Cuéntame una historia donde él acaba de cumplir veinticuatro años y ya hace siete que trabaja en la construcción. Una historia donde lo contrata un tal Artemio, porque sabe que trabaja duro y no mira el reloj. A él ponle un nombre cualquiera, uno que apenas suene, algo propio de un tipo así, que se asombra, sobre todo con los ojos y que tiene manos grandes que le molestan cuando no está trabajando.
A mí me parece que esta historia me la tienes que contar donde todo transcurra en invierno, ¿sabes por qué? Porque así, cuando él entra a la pensión que le recomendó ese tal Artemio, lo desconcierta un olor a parafina, y entonces duda y vacila..., pero ni se entera que es porque ese olor le recuerda a su infancia apurada en algún lugar del sur. Cuéntame que al final se decide y paga por adelantado sin preguntar nada más, porque la pensión es limpia, y en su habitación hay una cama de hierro, un poco corta, un ropero de dos puertas, una mesa con mantel y...un calentador, nada más.
Sigue contándome que él se queda solo en la habitación, pero no tantea el colchón como lo haríamos todos, pero si abre el bolso y saca con cuidado su ropa, incluso una camisa nueva, envuelta en papel celofán, ese que cruje, saca un jarro, una taza, una caja con bolsitas de té y nada más, para no agrandar el bolso. Que se instale con algún gesto meticuloso que delate su costumbre de estar solo...y déjalo ahí, calentando el agua que sacó del baño para prepararse un té.

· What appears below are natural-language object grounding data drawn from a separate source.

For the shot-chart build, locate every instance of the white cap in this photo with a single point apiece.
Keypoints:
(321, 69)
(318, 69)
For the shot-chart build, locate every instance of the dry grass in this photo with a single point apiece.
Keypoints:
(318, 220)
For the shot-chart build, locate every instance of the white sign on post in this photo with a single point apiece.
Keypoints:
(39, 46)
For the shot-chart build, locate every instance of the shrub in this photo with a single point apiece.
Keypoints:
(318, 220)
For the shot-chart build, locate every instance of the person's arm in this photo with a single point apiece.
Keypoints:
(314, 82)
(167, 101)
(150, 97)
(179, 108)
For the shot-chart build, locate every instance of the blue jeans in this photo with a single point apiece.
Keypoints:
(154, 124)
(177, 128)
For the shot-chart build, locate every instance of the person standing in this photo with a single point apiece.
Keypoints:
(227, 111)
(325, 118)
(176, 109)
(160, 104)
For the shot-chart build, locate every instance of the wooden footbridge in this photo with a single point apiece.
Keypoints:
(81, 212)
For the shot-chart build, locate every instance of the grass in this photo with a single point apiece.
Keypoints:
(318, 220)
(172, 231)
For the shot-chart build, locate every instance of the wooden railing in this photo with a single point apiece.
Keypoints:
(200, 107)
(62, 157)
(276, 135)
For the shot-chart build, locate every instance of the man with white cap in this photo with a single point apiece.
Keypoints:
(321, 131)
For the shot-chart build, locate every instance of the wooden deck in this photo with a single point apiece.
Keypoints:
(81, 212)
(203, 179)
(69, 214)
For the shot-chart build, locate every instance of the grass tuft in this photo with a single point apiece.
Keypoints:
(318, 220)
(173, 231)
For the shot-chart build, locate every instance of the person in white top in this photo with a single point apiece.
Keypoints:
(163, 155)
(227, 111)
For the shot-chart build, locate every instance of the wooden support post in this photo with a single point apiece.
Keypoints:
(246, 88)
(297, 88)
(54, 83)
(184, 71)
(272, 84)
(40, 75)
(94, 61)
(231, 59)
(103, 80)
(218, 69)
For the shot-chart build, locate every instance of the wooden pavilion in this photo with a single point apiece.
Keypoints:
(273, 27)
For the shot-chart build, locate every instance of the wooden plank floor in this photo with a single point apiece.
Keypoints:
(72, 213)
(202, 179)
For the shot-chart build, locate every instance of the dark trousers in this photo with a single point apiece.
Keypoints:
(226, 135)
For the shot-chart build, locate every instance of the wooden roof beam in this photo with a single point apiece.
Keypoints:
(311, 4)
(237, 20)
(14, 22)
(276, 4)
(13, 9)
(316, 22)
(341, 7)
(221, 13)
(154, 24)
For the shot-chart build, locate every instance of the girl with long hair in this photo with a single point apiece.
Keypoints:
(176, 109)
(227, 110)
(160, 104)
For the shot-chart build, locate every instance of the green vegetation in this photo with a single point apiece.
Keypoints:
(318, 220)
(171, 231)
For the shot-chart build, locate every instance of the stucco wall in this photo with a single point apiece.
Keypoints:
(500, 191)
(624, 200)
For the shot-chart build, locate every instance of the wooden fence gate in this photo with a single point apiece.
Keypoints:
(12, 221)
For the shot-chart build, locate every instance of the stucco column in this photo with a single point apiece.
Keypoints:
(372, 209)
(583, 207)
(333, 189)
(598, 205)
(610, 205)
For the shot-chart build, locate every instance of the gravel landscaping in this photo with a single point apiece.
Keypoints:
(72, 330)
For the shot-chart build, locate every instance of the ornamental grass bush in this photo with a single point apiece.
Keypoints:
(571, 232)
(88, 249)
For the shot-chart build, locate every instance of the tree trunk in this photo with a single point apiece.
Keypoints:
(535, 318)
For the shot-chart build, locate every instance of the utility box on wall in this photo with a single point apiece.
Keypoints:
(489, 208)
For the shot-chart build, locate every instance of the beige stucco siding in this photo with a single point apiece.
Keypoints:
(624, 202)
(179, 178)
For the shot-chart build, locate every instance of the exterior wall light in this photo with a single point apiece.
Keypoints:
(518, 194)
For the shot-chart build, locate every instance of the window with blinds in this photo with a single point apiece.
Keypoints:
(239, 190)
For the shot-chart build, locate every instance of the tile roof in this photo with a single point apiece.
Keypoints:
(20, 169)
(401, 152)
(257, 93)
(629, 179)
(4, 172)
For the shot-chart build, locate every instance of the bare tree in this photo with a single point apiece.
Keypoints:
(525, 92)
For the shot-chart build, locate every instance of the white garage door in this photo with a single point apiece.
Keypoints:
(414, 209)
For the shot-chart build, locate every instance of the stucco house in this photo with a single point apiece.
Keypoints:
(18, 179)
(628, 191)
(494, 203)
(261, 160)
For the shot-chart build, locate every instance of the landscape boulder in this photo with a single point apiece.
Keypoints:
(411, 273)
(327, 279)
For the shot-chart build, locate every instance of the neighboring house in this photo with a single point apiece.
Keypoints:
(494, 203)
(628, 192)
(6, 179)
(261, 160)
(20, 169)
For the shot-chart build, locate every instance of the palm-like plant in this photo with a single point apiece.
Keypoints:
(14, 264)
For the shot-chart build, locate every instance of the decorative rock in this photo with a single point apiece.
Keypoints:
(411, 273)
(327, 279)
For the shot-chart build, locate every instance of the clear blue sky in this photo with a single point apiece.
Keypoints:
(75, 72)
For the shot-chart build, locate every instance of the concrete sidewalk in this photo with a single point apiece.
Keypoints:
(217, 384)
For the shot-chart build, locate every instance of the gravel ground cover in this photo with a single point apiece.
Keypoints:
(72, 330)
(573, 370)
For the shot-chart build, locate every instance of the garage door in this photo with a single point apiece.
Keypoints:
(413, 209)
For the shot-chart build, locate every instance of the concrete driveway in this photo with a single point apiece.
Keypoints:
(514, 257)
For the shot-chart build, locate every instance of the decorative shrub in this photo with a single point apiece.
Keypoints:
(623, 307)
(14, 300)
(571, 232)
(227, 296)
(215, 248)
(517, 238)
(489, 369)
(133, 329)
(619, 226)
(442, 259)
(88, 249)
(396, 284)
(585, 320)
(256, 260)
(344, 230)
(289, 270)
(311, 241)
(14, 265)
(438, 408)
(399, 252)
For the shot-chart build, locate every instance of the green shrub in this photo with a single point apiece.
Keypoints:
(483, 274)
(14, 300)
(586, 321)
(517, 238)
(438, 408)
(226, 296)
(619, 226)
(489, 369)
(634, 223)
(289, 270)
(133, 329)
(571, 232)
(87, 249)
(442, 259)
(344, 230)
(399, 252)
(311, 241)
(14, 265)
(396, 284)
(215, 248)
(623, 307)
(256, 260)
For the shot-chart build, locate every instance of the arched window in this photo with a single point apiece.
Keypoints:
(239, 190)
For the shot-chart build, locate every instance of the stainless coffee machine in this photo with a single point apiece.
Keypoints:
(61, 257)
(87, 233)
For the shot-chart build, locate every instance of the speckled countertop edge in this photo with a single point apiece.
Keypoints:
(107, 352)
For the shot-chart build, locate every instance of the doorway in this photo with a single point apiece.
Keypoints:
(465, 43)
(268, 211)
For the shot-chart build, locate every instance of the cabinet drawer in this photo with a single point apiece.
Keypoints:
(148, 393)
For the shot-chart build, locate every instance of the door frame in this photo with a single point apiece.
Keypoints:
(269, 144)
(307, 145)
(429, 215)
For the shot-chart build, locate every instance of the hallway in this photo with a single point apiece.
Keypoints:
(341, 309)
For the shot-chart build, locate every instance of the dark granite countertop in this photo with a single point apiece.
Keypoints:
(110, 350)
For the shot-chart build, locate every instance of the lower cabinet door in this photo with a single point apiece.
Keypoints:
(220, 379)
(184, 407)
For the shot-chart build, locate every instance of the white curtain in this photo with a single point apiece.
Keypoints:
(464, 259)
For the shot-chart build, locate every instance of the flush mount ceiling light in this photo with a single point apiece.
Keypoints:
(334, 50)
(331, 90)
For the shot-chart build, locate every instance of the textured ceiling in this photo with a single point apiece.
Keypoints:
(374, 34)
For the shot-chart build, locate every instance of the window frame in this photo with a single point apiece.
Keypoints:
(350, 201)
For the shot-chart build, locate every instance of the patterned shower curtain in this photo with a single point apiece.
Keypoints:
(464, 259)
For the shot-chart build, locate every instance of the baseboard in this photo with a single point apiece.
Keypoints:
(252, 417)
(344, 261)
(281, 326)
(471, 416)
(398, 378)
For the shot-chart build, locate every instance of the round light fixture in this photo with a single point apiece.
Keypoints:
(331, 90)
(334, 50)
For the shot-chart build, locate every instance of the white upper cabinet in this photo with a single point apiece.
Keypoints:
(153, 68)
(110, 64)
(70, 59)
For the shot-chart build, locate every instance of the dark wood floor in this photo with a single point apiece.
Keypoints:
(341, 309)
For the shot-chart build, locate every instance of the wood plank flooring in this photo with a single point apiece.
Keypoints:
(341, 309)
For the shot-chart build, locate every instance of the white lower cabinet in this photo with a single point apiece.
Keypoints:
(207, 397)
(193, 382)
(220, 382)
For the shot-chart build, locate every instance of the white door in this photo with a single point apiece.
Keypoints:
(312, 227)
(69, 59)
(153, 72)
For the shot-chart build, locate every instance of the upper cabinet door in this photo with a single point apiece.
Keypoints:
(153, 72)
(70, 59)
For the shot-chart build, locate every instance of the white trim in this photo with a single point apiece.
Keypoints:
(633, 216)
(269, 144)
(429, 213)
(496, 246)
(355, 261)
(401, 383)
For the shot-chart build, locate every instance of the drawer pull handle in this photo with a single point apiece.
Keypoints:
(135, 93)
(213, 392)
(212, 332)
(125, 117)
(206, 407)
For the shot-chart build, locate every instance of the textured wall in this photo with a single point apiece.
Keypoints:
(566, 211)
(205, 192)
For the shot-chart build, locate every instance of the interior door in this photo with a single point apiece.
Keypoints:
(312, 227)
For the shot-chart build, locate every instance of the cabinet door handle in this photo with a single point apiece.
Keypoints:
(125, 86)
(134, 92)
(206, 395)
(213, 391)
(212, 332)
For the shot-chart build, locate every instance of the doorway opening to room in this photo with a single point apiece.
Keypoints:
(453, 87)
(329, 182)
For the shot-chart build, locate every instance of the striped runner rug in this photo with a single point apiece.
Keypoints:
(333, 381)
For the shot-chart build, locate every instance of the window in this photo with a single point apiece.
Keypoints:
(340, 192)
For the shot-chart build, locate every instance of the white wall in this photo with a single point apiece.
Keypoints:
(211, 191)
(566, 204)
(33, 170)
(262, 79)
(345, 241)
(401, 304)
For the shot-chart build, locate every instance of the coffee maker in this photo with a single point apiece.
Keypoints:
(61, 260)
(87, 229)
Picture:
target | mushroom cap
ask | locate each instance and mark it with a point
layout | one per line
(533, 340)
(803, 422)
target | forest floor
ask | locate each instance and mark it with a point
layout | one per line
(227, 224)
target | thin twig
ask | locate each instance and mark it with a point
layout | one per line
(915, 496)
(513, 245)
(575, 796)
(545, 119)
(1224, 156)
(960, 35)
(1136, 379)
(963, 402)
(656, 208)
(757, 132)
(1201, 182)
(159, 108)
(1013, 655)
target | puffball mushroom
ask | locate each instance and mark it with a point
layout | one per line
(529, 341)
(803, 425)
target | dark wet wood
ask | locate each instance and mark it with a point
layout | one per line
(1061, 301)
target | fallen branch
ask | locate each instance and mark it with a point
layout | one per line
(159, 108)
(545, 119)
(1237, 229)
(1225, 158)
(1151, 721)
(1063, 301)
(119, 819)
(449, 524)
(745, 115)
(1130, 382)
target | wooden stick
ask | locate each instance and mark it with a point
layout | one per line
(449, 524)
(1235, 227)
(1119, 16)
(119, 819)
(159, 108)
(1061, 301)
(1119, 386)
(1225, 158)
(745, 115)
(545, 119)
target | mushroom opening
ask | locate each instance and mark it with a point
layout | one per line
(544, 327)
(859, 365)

Ahora muéstrame la pensión pero desde arriba, para que yo vea, que del otro lado del tabique, donde está la cama de él, hay otra y que esos diez centímetros de pared frágil son una frontera íntima y ambigua que las separa pero al mismo tiempo las une. De hierro la cama de él y de hierro también la otra, pero con una blandura de flores pálidas en el cubrecama...y si quieres, un detalle mínimo, pero definitivo, como por ejemplo...un pinche para el pelo...y déjame ahí arriba, abismado, convertido en un Dios impaciente, esperando a que él...y ella estén acostados...pero despiertos, separados...pero juntos.
Ahora háblame del frío y de la cal. Cuéntame como a él la cal le parte las manos y como a ella se le marcan los pezones en la polera que se puso para acostarse y no digas más, porque él siente sus palmas hambrientas de suavidad y ella se demora en el espejo, peinándose, los pechos ávidos de calor y el gesto detenido porque acaba de escuchar el gemido metálico de la cama cuando él se acuesta. Entonces ella deja caer el cepillo y él va a mirar el tabique por primera vez y hasta quizás lo toque con el dorso de la mano.
Ahora sigue contándome cómo va elaborándose ese diálogo secreto de golpecitos y toses, como en la noche sin luna, el chasquido de un fósforo y el roce de unos dedos inventan un idioma que pone en fuga la soledad y aniquila el frío. Mañana ella a atreverse a una pizca de color en la cara y él va a desgarrar el papel celofán sin pesadumbre...pero ahora...que duerman...shhhtt...pero dime que los dos siguen atentos para que las pesadillas fracasen...él y ella, acostados, vueltos hacia la pared cada vez más y más delgada...pero ahora que duerman...shhhhttt....que duerman...ah, y para cuando me cuentes todo esto, te voy a pedir que la palabra AMOR no aparezca...¿sabes por qué...? ...porque no hace falta.